Gamehost is currently expensive based on my price multiple model, where I look at the company's price-to-earnings ratio in comparison to the industry average. I’ve used the price-to-earnings ratio in this instance because there’s not enough visibility to forecast its cash flows. The stock’s ratio of 21.75x is currently well-above the industry average of 15.29x, meaning that it is trading at a more expensive price relative to its peers. But, is there another opportunity to buy low in the future? Since Gamehost’s share price is quite volatile, this could mean it can sink lower (or rise even further) in the future, giving us another chance to invest. This is based on its high beta, which is a good indicator for how much the stock moves relative to the rest of the market.

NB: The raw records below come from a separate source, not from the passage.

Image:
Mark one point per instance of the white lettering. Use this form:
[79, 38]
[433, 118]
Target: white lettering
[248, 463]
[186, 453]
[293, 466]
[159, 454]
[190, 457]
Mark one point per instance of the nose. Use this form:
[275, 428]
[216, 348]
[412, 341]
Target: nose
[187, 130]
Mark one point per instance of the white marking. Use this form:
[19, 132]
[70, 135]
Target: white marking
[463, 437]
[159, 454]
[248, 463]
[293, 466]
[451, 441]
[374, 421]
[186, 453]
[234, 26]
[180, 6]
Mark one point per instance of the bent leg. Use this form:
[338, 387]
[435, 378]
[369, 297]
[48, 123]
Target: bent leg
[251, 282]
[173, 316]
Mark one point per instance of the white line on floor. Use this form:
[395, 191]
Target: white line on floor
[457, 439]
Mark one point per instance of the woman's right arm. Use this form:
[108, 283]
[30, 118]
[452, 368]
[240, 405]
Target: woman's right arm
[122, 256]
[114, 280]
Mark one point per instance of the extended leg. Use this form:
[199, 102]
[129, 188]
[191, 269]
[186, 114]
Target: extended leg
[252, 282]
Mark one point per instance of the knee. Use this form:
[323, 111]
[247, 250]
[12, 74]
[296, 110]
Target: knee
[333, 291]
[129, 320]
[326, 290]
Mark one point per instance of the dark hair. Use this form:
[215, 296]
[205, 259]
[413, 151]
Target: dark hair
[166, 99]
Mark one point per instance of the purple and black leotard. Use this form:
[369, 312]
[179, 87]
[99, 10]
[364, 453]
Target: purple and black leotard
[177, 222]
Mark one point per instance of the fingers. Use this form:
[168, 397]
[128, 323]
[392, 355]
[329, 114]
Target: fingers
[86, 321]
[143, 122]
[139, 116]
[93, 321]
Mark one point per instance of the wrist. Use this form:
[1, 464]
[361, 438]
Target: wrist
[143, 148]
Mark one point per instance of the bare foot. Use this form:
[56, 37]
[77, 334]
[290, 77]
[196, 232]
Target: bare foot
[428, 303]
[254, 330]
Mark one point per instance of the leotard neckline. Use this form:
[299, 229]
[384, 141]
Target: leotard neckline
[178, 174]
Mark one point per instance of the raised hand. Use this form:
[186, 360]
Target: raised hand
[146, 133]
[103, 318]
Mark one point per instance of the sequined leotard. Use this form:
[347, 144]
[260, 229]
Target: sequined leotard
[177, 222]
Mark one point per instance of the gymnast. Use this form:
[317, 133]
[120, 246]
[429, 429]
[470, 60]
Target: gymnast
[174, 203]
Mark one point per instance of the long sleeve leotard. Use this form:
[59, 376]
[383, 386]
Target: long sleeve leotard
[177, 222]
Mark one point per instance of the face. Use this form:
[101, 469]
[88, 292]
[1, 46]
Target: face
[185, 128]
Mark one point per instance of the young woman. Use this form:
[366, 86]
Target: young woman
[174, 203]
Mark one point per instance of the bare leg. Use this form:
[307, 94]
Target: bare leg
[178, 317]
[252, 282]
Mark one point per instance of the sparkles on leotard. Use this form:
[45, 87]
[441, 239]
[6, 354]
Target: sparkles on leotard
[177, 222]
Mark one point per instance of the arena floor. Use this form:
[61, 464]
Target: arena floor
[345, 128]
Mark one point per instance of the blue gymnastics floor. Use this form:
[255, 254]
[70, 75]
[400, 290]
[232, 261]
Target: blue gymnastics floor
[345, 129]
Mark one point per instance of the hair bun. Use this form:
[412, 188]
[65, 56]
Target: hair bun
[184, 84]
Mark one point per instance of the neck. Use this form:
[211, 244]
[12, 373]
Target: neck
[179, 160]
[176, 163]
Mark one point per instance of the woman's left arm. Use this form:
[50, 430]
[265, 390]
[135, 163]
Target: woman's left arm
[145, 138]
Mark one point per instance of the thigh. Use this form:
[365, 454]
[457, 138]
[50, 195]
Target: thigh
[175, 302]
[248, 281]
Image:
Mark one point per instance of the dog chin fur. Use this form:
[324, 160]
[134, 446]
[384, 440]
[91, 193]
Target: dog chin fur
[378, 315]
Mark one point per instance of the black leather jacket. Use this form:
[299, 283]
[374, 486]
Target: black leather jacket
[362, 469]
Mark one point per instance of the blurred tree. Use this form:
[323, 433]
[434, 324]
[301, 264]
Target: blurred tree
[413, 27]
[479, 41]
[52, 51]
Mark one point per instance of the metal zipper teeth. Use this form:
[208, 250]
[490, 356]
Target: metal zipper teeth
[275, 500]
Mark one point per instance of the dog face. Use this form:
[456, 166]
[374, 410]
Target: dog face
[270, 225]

What kind of growth will Gamehost generate?
Future outlook is an important aspect when you’re looking at buying a stock, especially if you are an investor looking for growth in your portfolio. Although value investors would argue that it’s the intrinsic value relative to the price that matter the most, a more compelling investment thesis would be high growth potential at a cheap price. With revenues expected to grow by 49% over the next year, the future seems bright for Gamehost. If the level of expenses is able to be maintained, it looks like higher cash flow is on the cards for the stock in the upcoming year, which should feed into a higher share valuation.
What this means for you:
Are you a shareholder? GH’s optimistic future growth appears to have been factored into the current share price, with shares trading above industry price multiples. However, this brings up another question – is now the right time to sell? If you believe GH should trade below its current price, selling high and buying it back up again when its price falls towards the industry PE ratio can be profitable. But before you make this decision, take a look at whether its fundamentals have changed.
Are you a potential investor? If you’ve been keeping an eye on GH for a while, now may not be the best time to enter into the stock. The price has surpassed its industry peers, which means it is likely that there is no more upside from mispricing. However, the optimistic prospect is encouraging for GH, which means it’s worth diving deeper into other factors in order to take advantage of the next price drop.